What harmful substances are in cigarettes? Why is smoking harmful to the human body?
When a smoker lights a cigarette, the temperature at the tip (end) rises to between 700 and 900 degrees centigrade and releases more than 7,000 chemical compounds. Such as nicotine, tar, carbon monoxide, nicotine, lead, mercury, etc. At least 70 of these are known to cause cancer. The impact on the body is multi-faceted. Long-term smoking can easily cause cardiovascular and cerebrovascular diseases, lung cancer, emphysema, and chronic obstructive pulmonary disease. It may also lead to a decrease in immunity, and long-term smoking has certain consequences. Addictive. Half of all people who smoke will die prematurely from smoking-related diseases.
- Category 1 Hazardous Substances:
Aldehydes, nitrogen compounds, and alkenes are irritating to the respiratory tract.
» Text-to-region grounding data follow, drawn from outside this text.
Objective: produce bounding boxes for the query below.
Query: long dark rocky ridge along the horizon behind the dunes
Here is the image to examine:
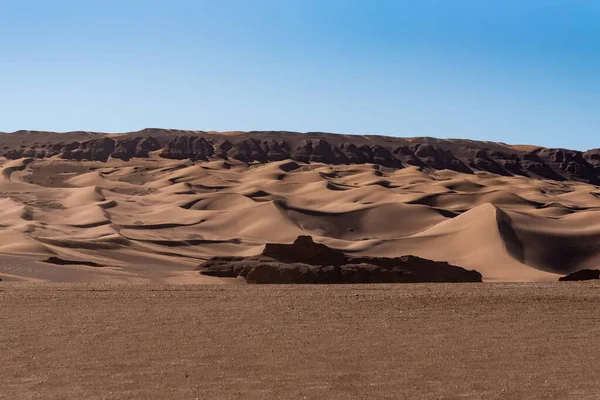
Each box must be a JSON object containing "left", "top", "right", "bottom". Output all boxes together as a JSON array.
[{"left": 0, "top": 129, "right": 600, "bottom": 184}]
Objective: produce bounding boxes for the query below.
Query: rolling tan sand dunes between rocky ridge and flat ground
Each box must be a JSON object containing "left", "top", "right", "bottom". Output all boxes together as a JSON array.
[{"left": 0, "top": 154, "right": 600, "bottom": 283}]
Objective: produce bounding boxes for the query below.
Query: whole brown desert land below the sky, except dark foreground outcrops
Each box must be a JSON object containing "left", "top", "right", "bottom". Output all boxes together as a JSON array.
[{"left": 0, "top": 130, "right": 600, "bottom": 399}]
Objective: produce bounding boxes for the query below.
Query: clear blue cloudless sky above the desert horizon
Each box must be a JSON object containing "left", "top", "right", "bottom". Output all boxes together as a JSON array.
[{"left": 0, "top": 0, "right": 600, "bottom": 149}]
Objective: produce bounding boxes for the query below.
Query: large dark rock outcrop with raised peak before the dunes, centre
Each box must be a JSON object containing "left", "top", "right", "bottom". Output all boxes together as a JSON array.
[{"left": 197, "top": 236, "right": 481, "bottom": 284}]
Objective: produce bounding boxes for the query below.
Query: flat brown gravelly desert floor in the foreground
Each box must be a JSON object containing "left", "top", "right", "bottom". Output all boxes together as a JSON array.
[{"left": 0, "top": 282, "right": 600, "bottom": 399}]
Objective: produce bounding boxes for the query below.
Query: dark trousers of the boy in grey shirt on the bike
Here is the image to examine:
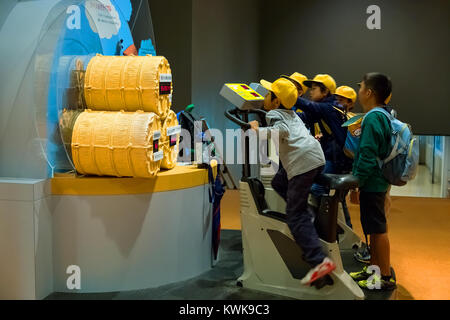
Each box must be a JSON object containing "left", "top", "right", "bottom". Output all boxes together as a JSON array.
[{"left": 272, "top": 167, "right": 326, "bottom": 267}]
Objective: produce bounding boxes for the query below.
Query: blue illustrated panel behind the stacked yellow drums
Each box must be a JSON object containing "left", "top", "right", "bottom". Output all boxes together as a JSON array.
[{"left": 47, "top": 0, "right": 156, "bottom": 176}]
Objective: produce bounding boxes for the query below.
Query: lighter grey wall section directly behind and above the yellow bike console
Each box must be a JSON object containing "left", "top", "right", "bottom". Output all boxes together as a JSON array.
[{"left": 192, "top": 0, "right": 260, "bottom": 181}]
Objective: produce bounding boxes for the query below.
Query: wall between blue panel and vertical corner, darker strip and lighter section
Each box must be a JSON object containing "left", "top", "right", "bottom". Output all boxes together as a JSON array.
[{"left": 149, "top": 0, "right": 261, "bottom": 181}]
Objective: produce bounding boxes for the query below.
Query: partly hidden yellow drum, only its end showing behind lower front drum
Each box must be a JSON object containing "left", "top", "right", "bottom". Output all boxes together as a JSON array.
[{"left": 161, "top": 110, "right": 181, "bottom": 169}]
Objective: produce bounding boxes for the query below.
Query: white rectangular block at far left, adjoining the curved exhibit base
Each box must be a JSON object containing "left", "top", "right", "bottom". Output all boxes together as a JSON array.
[{"left": 0, "top": 178, "right": 53, "bottom": 299}]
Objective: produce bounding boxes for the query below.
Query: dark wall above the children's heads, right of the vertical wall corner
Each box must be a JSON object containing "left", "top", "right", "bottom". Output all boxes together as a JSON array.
[{"left": 259, "top": 0, "right": 450, "bottom": 135}]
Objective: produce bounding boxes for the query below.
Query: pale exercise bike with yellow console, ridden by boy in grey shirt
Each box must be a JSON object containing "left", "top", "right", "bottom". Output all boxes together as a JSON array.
[{"left": 220, "top": 84, "right": 392, "bottom": 300}]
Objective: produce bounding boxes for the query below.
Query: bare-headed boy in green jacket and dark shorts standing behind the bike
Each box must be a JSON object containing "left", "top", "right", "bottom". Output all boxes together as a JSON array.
[{"left": 350, "top": 73, "right": 396, "bottom": 290}]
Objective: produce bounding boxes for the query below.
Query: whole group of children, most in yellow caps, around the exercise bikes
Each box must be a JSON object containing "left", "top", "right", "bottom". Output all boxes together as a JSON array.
[{"left": 250, "top": 73, "right": 396, "bottom": 290}]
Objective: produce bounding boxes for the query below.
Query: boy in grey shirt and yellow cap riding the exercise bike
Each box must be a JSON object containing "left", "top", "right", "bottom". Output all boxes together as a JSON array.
[{"left": 250, "top": 78, "right": 336, "bottom": 285}]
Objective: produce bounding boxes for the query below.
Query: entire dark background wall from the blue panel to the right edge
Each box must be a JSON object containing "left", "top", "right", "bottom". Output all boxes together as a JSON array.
[{"left": 149, "top": 0, "right": 450, "bottom": 139}]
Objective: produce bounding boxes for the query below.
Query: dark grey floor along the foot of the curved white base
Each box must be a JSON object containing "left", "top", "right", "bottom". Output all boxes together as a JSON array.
[{"left": 46, "top": 230, "right": 392, "bottom": 300}]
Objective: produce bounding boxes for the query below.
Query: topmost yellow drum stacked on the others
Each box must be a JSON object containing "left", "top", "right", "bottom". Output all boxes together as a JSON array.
[{"left": 84, "top": 55, "right": 173, "bottom": 119}]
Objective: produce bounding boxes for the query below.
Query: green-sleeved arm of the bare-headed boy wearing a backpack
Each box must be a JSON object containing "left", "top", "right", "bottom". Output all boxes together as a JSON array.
[{"left": 353, "top": 113, "right": 389, "bottom": 187}]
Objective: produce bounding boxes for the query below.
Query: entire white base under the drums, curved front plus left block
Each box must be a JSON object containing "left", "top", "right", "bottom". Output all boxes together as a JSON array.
[{"left": 0, "top": 179, "right": 212, "bottom": 299}]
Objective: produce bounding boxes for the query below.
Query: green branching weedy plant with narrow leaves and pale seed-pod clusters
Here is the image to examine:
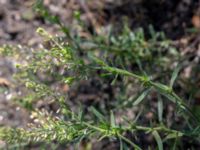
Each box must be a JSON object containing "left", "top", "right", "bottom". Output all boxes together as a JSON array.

- Category 2 Hazardous Substances:
Nicotine can stimulate sympathetic nerves, cause damage to the lining of blood vessels, increase blood pressure, accelerate heartbeat, and induce heart disease.
- Category 3 Hazardous Substances:
Amines, cyanides, and heavy metals are toxic substances that damage bronchial and lung mucosa.
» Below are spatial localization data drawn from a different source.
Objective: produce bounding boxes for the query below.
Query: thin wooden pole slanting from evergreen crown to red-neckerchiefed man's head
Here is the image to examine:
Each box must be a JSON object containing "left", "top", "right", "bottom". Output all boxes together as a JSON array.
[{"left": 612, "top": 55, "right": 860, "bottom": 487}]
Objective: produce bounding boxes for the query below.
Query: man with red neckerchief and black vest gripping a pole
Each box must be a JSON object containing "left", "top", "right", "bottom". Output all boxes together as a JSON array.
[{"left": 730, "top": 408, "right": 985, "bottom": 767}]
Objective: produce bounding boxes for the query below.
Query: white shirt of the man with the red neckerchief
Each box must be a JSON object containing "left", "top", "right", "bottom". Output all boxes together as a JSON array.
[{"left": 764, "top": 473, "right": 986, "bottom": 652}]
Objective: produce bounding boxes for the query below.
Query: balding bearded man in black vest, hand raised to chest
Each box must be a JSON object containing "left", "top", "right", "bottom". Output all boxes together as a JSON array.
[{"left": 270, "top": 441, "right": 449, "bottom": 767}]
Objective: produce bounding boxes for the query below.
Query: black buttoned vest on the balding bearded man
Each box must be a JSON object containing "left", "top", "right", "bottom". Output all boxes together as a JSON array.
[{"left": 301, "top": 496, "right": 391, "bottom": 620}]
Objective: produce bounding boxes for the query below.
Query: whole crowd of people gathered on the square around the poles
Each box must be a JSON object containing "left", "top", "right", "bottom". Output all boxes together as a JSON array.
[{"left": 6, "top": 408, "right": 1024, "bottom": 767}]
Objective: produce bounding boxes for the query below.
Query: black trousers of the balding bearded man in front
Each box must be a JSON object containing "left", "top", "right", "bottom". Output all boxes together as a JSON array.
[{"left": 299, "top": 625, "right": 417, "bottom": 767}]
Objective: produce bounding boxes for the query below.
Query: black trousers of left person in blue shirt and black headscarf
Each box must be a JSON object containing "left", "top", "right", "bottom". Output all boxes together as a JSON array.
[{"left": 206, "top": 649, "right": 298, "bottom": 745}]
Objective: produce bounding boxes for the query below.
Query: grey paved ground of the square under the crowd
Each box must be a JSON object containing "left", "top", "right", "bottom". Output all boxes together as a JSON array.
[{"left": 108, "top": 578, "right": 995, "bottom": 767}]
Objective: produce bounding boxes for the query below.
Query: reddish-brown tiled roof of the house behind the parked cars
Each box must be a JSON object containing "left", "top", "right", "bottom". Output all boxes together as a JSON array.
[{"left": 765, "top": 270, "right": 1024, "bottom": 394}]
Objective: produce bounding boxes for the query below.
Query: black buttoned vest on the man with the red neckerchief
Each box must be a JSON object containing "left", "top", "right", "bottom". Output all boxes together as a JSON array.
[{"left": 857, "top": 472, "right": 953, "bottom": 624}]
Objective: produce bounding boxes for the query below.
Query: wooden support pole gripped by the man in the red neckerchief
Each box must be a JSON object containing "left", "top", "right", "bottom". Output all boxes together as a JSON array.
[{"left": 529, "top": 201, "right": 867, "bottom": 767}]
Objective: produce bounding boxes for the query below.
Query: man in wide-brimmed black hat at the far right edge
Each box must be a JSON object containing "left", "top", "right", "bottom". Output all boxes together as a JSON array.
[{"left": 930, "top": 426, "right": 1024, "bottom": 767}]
- Category 4 Hazardous Substances:
Phenylpyrene, arsenic, cadmium, methylhydrazine, aminophenol, and other radioactive substances are all carcinogenic.
- Category 5 Hazardous Substances:
Phenolic compounds and formaldehyde, etc., these substances have the effect of accelerating carcinogenesis.
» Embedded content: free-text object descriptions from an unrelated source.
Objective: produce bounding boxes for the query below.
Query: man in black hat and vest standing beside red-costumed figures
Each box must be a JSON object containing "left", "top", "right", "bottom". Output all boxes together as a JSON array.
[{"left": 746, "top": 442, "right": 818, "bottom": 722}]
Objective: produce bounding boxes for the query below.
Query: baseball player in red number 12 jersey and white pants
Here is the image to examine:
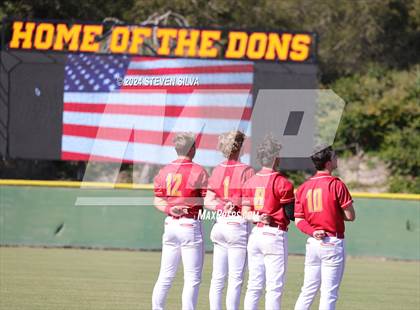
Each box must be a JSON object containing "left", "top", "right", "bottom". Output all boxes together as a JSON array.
[{"left": 152, "top": 133, "right": 208, "bottom": 310}]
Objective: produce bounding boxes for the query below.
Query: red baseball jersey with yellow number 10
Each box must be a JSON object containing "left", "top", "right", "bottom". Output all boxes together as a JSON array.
[{"left": 295, "top": 172, "right": 353, "bottom": 234}]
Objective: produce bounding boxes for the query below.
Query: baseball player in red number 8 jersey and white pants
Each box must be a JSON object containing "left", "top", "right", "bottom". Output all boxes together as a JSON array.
[{"left": 243, "top": 137, "right": 294, "bottom": 310}]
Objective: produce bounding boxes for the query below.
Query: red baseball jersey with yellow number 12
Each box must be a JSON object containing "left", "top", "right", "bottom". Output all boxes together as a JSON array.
[{"left": 154, "top": 159, "right": 208, "bottom": 214}]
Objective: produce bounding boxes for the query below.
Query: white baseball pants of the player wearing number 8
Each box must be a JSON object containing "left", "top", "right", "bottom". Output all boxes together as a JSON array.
[{"left": 244, "top": 226, "right": 288, "bottom": 310}]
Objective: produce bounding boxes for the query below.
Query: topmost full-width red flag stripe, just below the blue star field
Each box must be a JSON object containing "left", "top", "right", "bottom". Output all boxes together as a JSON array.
[{"left": 64, "top": 102, "right": 252, "bottom": 120}]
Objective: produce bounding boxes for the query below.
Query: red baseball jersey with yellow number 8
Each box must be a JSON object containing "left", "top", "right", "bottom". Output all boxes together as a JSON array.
[{"left": 243, "top": 168, "right": 294, "bottom": 230}]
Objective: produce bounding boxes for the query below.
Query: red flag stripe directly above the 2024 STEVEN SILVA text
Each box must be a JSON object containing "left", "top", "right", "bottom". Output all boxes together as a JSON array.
[{"left": 126, "top": 65, "right": 254, "bottom": 75}]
- Category 6 Hazardous Substances:
Carbon monoxide can reduce the ability of red blood cells to transport oxygen throughout the body, causing tissue and organ hypoxia, thereby causing damage to the brain, heart, and other organs.
In particular, it should be pointed out that when smoking a cigarette, the smoker only inhales about 15% of the smoke (i.e., “mainstream smoke”), and 85% of the smoke is emitted when the cigarette is idle or when the smoker exhales, that is, Secondhand smoke.
In second-hand smoke, the content of certain harmful substances is often higher than that of mainstream smoke, such as 2 times the nicotine, 3 times the tar irritants, and 5 times the harmful substances. Therefore, the health of non-smokers will also be affected by the harmful substances in cigarettes due to second-hand smoke, and even more seriously.
Many people – including many health professionals – believe that it is the nicotine in cigarettes that causes cancer. This is wrong. It is the toxins in cigarettes, released when tobacco is burned which cause cancer.
In comparison, the evidence shows that safer nicotine products that do not burn tobacco, like e-cigarettes / vaping devices, heated tobacco products, and snus / smokeless (as well as nicotine replacement therapies) are all substantially safer than smoking.